There are also some massive risks arising for Australia out of a game that really is a dead rubber. Ryan Harris plays his 4th test match in a row for the first time in his career and given his history of injuries he will be watched closely by fans of both teams for any sign of a limp. Peter Siddle also looked completely spent at the end of the 4th test so I am hoping he is had sufficient time to refresh physically and mentally for this game. It would be final nail in the coffin of a tour of discontent for one of Australia’s two key strike bowlers for the return series to suffer a long term injury in this test match. There are also similar risks for England in playing Jimmy Anderson in this test match as he has not looked the bowler he was at Trent Bridge since that test match and seems down on enthusiasm as well as form.
It goes without saying that the umpiring in this series has been woeful at best and there is a real possibility that an umpiring drama at some point will arise. Aleem Dar and Kumar Dharmasena are the men in the middle for this game whilst the woefully out of form Tony Hill is in the TV hot seat. Roshan Mahanama will referee his 45th test match here whilst Richard Kettleborough is the 4th umpire.

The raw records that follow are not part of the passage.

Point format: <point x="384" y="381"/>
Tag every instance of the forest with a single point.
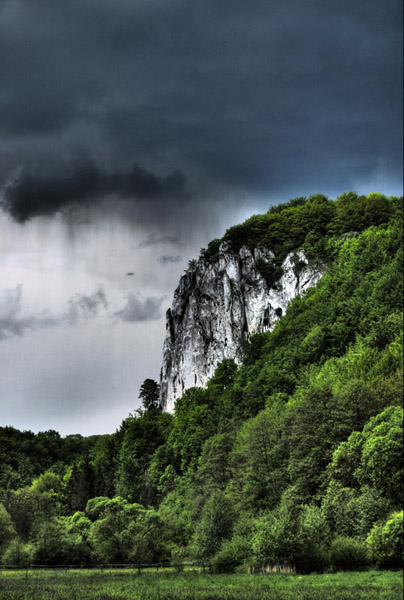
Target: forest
<point x="292" y="459"/>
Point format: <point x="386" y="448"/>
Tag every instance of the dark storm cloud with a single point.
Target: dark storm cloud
<point x="265" y="97"/>
<point x="29" y="197"/>
<point x="169" y="258"/>
<point x="139" y="309"/>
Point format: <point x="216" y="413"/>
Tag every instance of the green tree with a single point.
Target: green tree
<point x="385" y="542"/>
<point x="149" y="393"/>
<point x="7" y="529"/>
<point x="215" y="525"/>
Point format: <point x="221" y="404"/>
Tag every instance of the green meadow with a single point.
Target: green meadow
<point x="193" y="585"/>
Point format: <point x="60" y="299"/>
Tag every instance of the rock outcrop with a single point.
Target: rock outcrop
<point x="217" y="305"/>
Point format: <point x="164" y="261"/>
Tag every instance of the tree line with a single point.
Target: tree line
<point x="293" y="458"/>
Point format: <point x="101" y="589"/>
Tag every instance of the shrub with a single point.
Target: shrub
<point x="18" y="554"/>
<point x="385" y="542"/>
<point x="348" y="554"/>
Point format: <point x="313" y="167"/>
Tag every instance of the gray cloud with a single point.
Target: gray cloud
<point x="11" y="322"/>
<point x="271" y="98"/>
<point x="154" y="239"/>
<point x="139" y="309"/>
<point x="80" y="308"/>
<point x="84" y="307"/>
<point x="169" y="258"/>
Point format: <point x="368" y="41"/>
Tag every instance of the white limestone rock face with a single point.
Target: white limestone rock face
<point x="217" y="306"/>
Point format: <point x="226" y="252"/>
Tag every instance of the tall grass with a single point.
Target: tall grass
<point x="131" y="585"/>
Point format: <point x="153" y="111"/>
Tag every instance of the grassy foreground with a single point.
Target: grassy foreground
<point x="130" y="585"/>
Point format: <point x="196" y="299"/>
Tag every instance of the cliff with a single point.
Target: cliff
<point x="218" y="304"/>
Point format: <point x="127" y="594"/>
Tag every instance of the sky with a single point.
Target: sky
<point x="132" y="132"/>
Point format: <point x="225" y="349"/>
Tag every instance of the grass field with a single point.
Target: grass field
<point x="130" y="585"/>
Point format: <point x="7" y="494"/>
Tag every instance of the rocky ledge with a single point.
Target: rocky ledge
<point x="218" y="304"/>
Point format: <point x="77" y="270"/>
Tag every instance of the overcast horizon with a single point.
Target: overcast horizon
<point x="133" y="133"/>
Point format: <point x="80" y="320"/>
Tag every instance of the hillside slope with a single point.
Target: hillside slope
<point x="292" y="457"/>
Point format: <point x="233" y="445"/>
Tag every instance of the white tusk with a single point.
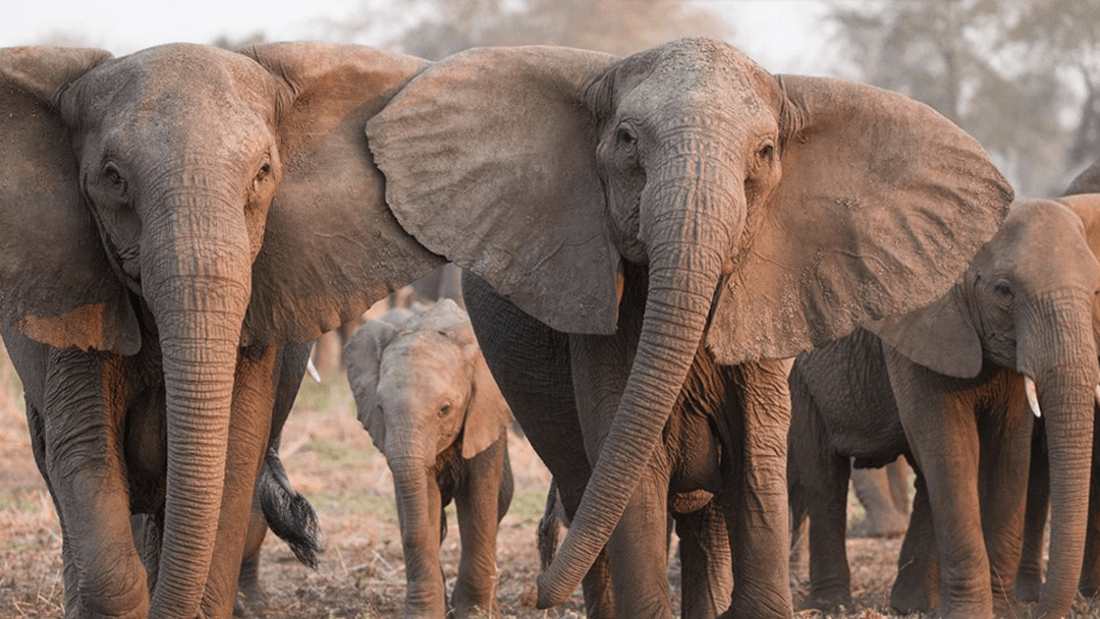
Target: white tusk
<point x="1032" y="398"/>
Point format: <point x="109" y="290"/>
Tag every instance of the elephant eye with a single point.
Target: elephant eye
<point x="113" y="178"/>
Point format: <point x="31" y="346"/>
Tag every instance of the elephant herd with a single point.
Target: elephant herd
<point x="647" y="243"/>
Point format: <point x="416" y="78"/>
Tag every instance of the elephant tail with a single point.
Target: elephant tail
<point x="287" y="512"/>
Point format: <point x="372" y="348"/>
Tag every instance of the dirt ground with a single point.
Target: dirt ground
<point x="330" y="459"/>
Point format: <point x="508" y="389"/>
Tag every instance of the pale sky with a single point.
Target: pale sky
<point x="783" y="35"/>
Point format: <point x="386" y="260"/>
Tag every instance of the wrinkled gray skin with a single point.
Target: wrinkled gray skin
<point x="1030" y="577"/>
<point x="884" y="495"/>
<point x="945" y="387"/>
<point x="429" y="402"/>
<point x="634" y="218"/>
<point x="69" y="421"/>
<point x="188" y="209"/>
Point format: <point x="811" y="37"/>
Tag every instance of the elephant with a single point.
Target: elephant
<point x="193" y="210"/>
<point x="949" y="387"/>
<point x="619" y="221"/>
<point x="1030" y="575"/>
<point x="426" y="397"/>
<point x="50" y="375"/>
<point x="884" y="496"/>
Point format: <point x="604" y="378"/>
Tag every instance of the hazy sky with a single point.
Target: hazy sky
<point x="784" y="35"/>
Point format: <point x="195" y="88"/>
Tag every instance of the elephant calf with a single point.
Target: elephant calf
<point x="429" y="402"/>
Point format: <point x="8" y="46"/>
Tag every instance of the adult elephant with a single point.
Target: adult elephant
<point x="945" y="386"/>
<point x="1030" y="576"/>
<point x="200" y="208"/>
<point x="744" y="216"/>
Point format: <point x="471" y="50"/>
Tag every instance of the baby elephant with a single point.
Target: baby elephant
<point x="429" y="402"/>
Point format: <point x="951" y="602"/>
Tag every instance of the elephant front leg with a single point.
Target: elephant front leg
<point x="706" y="583"/>
<point x="942" y="430"/>
<point x="83" y="420"/>
<point x="916" y="587"/>
<point x="1030" y="574"/>
<point x="760" y="521"/>
<point x="1005" y="457"/>
<point x="249" y="428"/>
<point x="480" y="511"/>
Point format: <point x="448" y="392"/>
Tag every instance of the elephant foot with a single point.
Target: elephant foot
<point x="1029" y="586"/>
<point x="826" y="600"/>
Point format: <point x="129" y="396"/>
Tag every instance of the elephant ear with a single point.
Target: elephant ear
<point x="487" y="415"/>
<point x="363" y="354"/>
<point x="331" y="246"/>
<point x="937" y="336"/>
<point x="504" y="130"/>
<point x="56" y="285"/>
<point x="881" y="206"/>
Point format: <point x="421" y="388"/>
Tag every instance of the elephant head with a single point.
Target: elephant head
<point x="1026" y="302"/>
<point x="420" y="385"/>
<point x="183" y="191"/>
<point x="773" y="212"/>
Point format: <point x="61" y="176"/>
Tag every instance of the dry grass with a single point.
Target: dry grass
<point x="332" y="462"/>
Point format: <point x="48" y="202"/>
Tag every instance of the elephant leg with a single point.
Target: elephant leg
<point x="706" y="567"/>
<point x="1030" y="574"/>
<point x="916" y="587"/>
<point x="249" y="428"/>
<point x="250" y="594"/>
<point x="901" y="479"/>
<point x="70" y="576"/>
<point x="761" y="523"/>
<point x="881" y="519"/>
<point x="83" y="420"/>
<point x="943" y="433"/>
<point x="829" y="577"/>
<point x="1090" y="571"/>
<point x="1005" y="457"/>
<point x="542" y="402"/>
<point x="818" y="487"/>
<point x="480" y="510"/>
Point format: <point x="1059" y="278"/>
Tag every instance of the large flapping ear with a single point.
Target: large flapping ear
<point x="487" y="413"/>
<point x="938" y="336"/>
<point x="56" y="285"/>
<point x="331" y="246"/>
<point x="490" y="161"/>
<point x="881" y="206"/>
<point x="1088" y="181"/>
<point x="363" y="354"/>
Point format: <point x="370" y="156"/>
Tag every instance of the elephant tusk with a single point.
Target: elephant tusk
<point x="1032" y="398"/>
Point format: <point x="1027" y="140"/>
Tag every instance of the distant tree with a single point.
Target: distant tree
<point x="977" y="63"/>
<point x="433" y="29"/>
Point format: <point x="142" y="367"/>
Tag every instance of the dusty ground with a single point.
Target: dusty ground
<point x="332" y="462"/>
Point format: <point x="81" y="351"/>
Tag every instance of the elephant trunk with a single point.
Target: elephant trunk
<point x="1057" y="351"/>
<point x="689" y="220"/>
<point x="424" y="595"/>
<point x="196" y="276"/>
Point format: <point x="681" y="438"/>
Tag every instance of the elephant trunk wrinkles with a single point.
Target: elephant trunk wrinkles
<point x="196" y="276"/>
<point x="1057" y="350"/>
<point x="424" y="593"/>
<point x="692" y="216"/>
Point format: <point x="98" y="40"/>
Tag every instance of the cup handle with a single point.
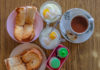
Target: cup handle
<point x="91" y="20"/>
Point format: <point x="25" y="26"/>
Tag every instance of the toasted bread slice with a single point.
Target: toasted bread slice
<point x="11" y="62"/>
<point x="18" y="32"/>
<point x="28" y="32"/>
<point x="19" y="67"/>
<point x="20" y="17"/>
<point x="33" y="58"/>
<point x="30" y="14"/>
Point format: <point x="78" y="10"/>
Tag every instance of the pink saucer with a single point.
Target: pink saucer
<point x="22" y="47"/>
<point x="11" y="22"/>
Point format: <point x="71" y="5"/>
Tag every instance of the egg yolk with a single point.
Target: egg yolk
<point x="52" y="35"/>
<point x="45" y="12"/>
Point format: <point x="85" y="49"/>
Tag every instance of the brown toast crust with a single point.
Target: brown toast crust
<point x="24" y="26"/>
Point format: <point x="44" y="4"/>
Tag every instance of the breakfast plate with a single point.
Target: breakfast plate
<point x="38" y="25"/>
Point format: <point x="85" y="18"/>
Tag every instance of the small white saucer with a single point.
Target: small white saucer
<point x="64" y="26"/>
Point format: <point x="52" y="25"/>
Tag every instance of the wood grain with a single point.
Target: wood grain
<point x="83" y="56"/>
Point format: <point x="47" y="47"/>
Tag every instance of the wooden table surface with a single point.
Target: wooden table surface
<point x="83" y="56"/>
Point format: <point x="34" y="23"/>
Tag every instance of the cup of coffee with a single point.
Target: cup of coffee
<point x="80" y="23"/>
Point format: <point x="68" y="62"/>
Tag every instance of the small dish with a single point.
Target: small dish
<point x="11" y="22"/>
<point x="22" y="47"/>
<point x="54" y="54"/>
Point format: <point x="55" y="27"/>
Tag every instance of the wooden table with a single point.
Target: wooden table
<point x="83" y="56"/>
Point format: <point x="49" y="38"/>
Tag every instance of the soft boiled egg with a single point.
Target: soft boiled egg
<point x="50" y="11"/>
<point x="49" y="40"/>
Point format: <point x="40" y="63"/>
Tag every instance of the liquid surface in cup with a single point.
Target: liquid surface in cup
<point x="79" y="24"/>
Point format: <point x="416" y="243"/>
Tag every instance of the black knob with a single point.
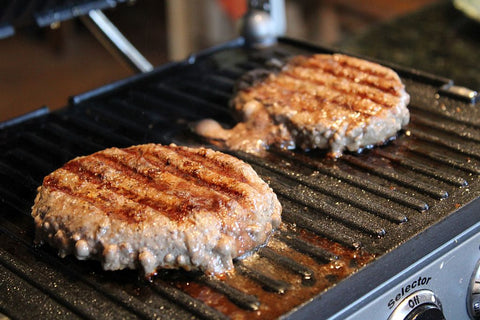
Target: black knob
<point x="426" y="312"/>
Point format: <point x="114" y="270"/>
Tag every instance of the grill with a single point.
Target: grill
<point x="350" y="225"/>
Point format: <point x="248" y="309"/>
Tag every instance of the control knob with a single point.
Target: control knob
<point x="420" y="305"/>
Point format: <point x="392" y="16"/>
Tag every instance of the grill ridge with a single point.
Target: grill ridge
<point x="363" y="184"/>
<point x="416" y="166"/>
<point x="424" y="188"/>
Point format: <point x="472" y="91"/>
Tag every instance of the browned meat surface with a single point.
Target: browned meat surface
<point x="154" y="206"/>
<point x="333" y="102"/>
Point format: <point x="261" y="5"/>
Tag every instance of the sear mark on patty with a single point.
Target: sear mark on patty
<point x="333" y="102"/>
<point x="153" y="206"/>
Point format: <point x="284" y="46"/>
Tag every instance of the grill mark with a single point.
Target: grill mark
<point x="381" y="77"/>
<point x="331" y="85"/>
<point x="335" y="100"/>
<point x="224" y="168"/>
<point x="124" y="213"/>
<point x="227" y="188"/>
<point x="319" y="100"/>
<point x="185" y="204"/>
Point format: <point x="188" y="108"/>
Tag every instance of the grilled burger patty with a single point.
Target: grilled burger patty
<point x="156" y="206"/>
<point x="333" y="102"/>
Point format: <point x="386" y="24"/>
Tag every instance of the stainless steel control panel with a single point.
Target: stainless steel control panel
<point x="441" y="284"/>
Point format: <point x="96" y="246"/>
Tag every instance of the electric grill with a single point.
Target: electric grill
<point x="389" y="232"/>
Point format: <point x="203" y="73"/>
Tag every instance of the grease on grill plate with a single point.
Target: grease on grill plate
<point x="294" y="267"/>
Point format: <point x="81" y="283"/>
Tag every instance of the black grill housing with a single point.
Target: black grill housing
<point x="392" y="204"/>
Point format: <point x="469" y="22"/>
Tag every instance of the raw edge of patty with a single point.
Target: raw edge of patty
<point x="203" y="238"/>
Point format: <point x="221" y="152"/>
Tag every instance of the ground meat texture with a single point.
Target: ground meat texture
<point x="333" y="102"/>
<point x="153" y="206"/>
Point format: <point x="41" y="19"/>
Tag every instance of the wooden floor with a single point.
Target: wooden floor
<point x="45" y="67"/>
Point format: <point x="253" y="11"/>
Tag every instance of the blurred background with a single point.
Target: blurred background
<point x="45" y="66"/>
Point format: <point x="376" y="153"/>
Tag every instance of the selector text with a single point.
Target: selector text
<point x="410" y="287"/>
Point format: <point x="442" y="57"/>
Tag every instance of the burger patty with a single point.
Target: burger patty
<point x="155" y="206"/>
<point x="323" y="101"/>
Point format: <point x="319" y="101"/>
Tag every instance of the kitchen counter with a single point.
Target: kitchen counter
<point x="438" y="39"/>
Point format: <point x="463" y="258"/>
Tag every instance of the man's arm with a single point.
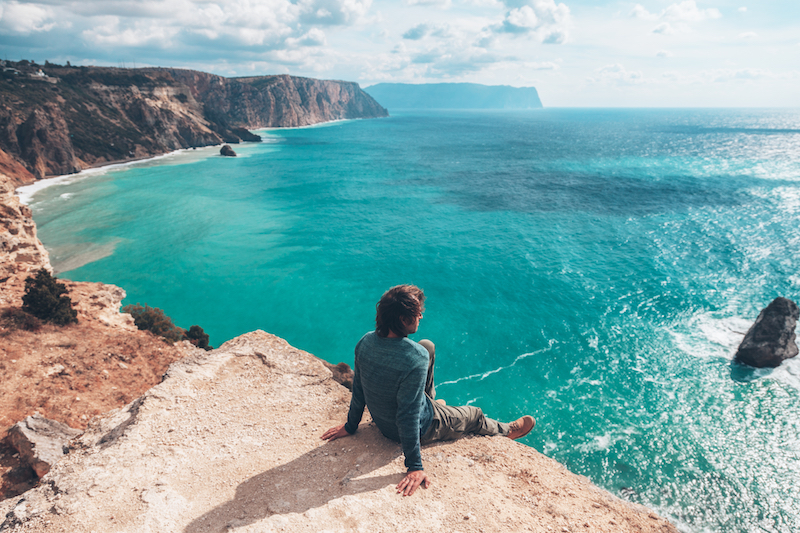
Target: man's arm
<point x="355" y="413"/>
<point x="410" y="395"/>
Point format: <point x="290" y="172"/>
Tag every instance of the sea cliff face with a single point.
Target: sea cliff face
<point x="230" y="441"/>
<point x="71" y="118"/>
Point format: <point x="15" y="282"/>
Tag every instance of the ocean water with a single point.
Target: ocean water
<point x="595" y="268"/>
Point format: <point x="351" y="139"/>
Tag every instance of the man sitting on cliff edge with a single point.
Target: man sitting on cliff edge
<point x="393" y="377"/>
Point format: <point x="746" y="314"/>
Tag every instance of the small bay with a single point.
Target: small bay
<point x="594" y="268"/>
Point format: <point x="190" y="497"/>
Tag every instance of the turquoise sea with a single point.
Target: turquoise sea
<point x="595" y="268"/>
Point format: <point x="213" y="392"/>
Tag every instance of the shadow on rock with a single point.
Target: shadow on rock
<point x="743" y="373"/>
<point x="333" y="470"/>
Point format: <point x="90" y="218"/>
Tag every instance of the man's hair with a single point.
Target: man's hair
<point x="401" y="301"/>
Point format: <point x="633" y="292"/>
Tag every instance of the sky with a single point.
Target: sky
<point x="577" y="53"/>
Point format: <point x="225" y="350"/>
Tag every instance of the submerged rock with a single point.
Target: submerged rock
<point x="771" y="339"/>
<point x="41" y="441"/>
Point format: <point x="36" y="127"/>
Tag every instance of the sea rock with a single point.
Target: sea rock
<point x="41" y="441"/>
<point x="230" y="440"/>
<point x="771" y="339"/>
<point x="97" y="115"/>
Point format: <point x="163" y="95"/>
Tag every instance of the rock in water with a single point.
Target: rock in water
<point x="772" y="337"/>
<point x="40" y="441"/>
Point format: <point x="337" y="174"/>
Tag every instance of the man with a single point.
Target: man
<point x="393" y="377"/>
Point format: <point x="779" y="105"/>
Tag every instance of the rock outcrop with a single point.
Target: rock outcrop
<point x="21" y="252"/>
<point x="88" y="116"/>
<point x="41" y="442"/>
<point x="230" y="441"/>
<point x="71" y="373"/>
<point x="771" y="339"/>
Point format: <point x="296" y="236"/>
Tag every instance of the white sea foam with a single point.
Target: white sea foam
<point x="27" y="192"/>
<point x="485" y="375"/>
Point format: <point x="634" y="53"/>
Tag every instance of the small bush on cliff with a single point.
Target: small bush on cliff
<point x="45" y="299"/>
<point x="198" y="337"/>
<point x="154" y="320"/>
<point x="18" y="319"/>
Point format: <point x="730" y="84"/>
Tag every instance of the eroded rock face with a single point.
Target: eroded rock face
<point x="96" y="115"/>
<point x="230" y="440"/>
<point x="21" y="252"/>
<point x="40" y="441"/>
<point x="771" y="339"/>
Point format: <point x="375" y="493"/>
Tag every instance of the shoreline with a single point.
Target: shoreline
<point x="27" y="192"/>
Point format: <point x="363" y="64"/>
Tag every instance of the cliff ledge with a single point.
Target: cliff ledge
<point x="230" y="441"/>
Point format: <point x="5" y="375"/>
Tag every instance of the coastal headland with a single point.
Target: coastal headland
<point x="228" y="440"/>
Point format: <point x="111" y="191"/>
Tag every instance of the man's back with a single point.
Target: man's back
<point x="390" y="378"/>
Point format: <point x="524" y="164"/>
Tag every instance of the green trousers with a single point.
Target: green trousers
<point x="450" y="421"/>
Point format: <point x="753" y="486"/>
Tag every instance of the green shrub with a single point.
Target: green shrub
<point x="198" y="337"/>
<point x="154" y="320"/>
<point x="45" y="299"/>
<point x="18" y="319"/>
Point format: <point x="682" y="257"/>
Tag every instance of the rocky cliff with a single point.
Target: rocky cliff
<point x="69" y="118"/>
<point x="69" y="373"/>
<point x="454" y="96"/>
<point x="230" y="441"/>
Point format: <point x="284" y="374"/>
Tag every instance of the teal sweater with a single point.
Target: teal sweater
<point x="389" y="379"/>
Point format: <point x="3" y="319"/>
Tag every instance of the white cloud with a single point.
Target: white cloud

The toss of the coin will be vital: particularly for England who will be desperate to bowl last and unleash Graeme Swann on a worn wicket against an Australian batting lineup replete with batsman all at sea so far when facing his bowling. It goes without saying that whichever captain wins the toss, he will bat first.
Shane Watson: Is there are more maligned representative of Australia in any sport at the moment than Shane Watson? I do not wish to troll over that old ground however, suffice it say, he has the opportunity in this game to again prove his doubters wrong. He has moved back up to the engine room of the order to bat at number 3 and one would expect that he will have the pressure off him to bowl a significant number of overs given the selection of Faulkner. If Watson scores runs at the Oval, Australia will score 300 plus for only the second time on the tour and put themselves in a good position to push for victory.
Jonathon Trott: If you had have told me at the start of this series that by the end of the fourth test match Jonathan Trott would have only scored 194 runs so far I would have been asking you to check your medication! Trott has been in the middle for almost all of England’s excellent results since he debuted at this same ground against this same opponent in the final test of the 2009 Ashes. He scored a hundred on debut in that game and given his drought so far with the willow it would surprise me not if he scored one here for England. He is a class player and is certainly due. Of course, when he scores runs the statistics show that England generally win so if he finally puts his mark on the series here that will bode well for them.
Prediction: Head says England because I just don’t think Australia has selected a balanced lineup here given that batting has been the weakness all series and the selectors have weakened rather than strengthened that aspect of the team. Heart and every other fibre of my being wants to see Australia win. I fear though that this is going to be another very tough test match for Australia fans.
Play commences in a little under 3 hours.